É neste contexto que deve ser vista a candidatura brasileira lançada pela gestão Bolsonaro, considerado, em importantes círculos políticos, dos EUA, e da região, como um governo de extrema-direita. Se consideramos que a América Latina vive uma conjuntura política de ampliação dos governos progressistas, entende-se a baixa representatividade e legitimidade da candidatura brasileira, agravada pela falta de diálogo com atores cruciais. E a resposta foi inequívoca. Vários dos governos de países importantes da América Latina, como México, Chile e Argentina, lançaram candidatos para a disputa das eleições.

A candidatura brasileira foi apresentada e registrada, na sexta-feira, dia 28 de outubro, antevéspera da derrota de Bolsonaro. Um detalhe crucial: o prazo final para apresentação das candidaturas era o 11 de novembro, portanto duas semanas após a realização do registro brasileiro. Assim fica evidente que se houvesse interesse do governo Bolsonaro e dos apoiadores de seu candidato, a negociação em torno de um nome poderia ter ocorrido. Ela não aconteceu devido à tentativa de criar, pelo registro prévio à eleição, um fato consumado.

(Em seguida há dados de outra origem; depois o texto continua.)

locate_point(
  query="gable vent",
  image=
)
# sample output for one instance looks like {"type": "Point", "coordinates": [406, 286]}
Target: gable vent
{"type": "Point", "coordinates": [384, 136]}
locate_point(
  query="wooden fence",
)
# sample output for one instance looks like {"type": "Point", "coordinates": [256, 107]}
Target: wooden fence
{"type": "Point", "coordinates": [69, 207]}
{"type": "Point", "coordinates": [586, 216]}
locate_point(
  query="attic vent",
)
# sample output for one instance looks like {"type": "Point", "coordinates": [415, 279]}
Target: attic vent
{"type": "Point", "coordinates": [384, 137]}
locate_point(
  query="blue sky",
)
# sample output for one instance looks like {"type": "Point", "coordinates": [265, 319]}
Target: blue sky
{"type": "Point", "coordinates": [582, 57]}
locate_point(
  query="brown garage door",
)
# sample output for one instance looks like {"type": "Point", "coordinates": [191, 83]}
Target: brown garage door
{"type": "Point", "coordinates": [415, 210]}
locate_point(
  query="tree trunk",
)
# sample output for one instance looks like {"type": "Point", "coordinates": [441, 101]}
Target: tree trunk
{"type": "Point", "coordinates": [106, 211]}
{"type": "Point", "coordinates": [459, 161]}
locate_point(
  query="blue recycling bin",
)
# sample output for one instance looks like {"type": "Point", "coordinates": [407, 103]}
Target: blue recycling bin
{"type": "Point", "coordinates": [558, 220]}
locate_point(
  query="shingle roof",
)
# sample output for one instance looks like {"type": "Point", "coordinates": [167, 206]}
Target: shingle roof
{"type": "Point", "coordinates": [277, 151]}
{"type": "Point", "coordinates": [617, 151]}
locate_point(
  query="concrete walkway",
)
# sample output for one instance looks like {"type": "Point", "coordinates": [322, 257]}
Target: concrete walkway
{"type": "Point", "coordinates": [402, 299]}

A indicação do nome de Ilan para a presidência do BID sofre restrições na região por razões que nada têm a ver com o seu curriculum, mas por um possível conflito de interesses. A sua diretoria, do Hemisfério Ocidental, analisa o desempenho econômico regional e de países. Essas análises, junto com outras produzidas pela instituição, servem de base para avaliar países que estão executando programas de ajuste financiados e supervisionados pelo FMI. Desse ponto de vista, causa desconforto entre os países da região que um diretor do staff do FMI, no exercício do cargo e apenas licenciado temporariamente, peça a esses países votos para sua eleição no BID. Quanto mais não fosse, para assegurar a isonomia com os demais concorrentes, deveria ter renunciado a seu cargo. 

Por fim, cabe discutir o argumento da vez do Brasil em ocupar a Presidência do BID. Importante, mas há um requisito essencial para isso: a manutenção da sua liderança na região. Não adianta ocupar a Presidência sem o consenso ou apoio da grande maioria latino-americana e do acordo com os EUA. Tampouco, converter o BID em um instrumento dos equilíbrios macroeconômicos da região sob os auspícios dos países desenvolvidos, em detrimento da missão de promover o desenvolvimento. Talvez, o Brasil nunca tenha exercido a presidência do BID pelo seu papel crucial, na instituição, de mediação entre os países desenvolvidos, inclusive os EUA e o GRULAC. E este é o risco maior, perder essa liderança por conta de uma candidatura promovida por um governo de extrema-direita, a dois meses de se encerrar e sem apoio na região.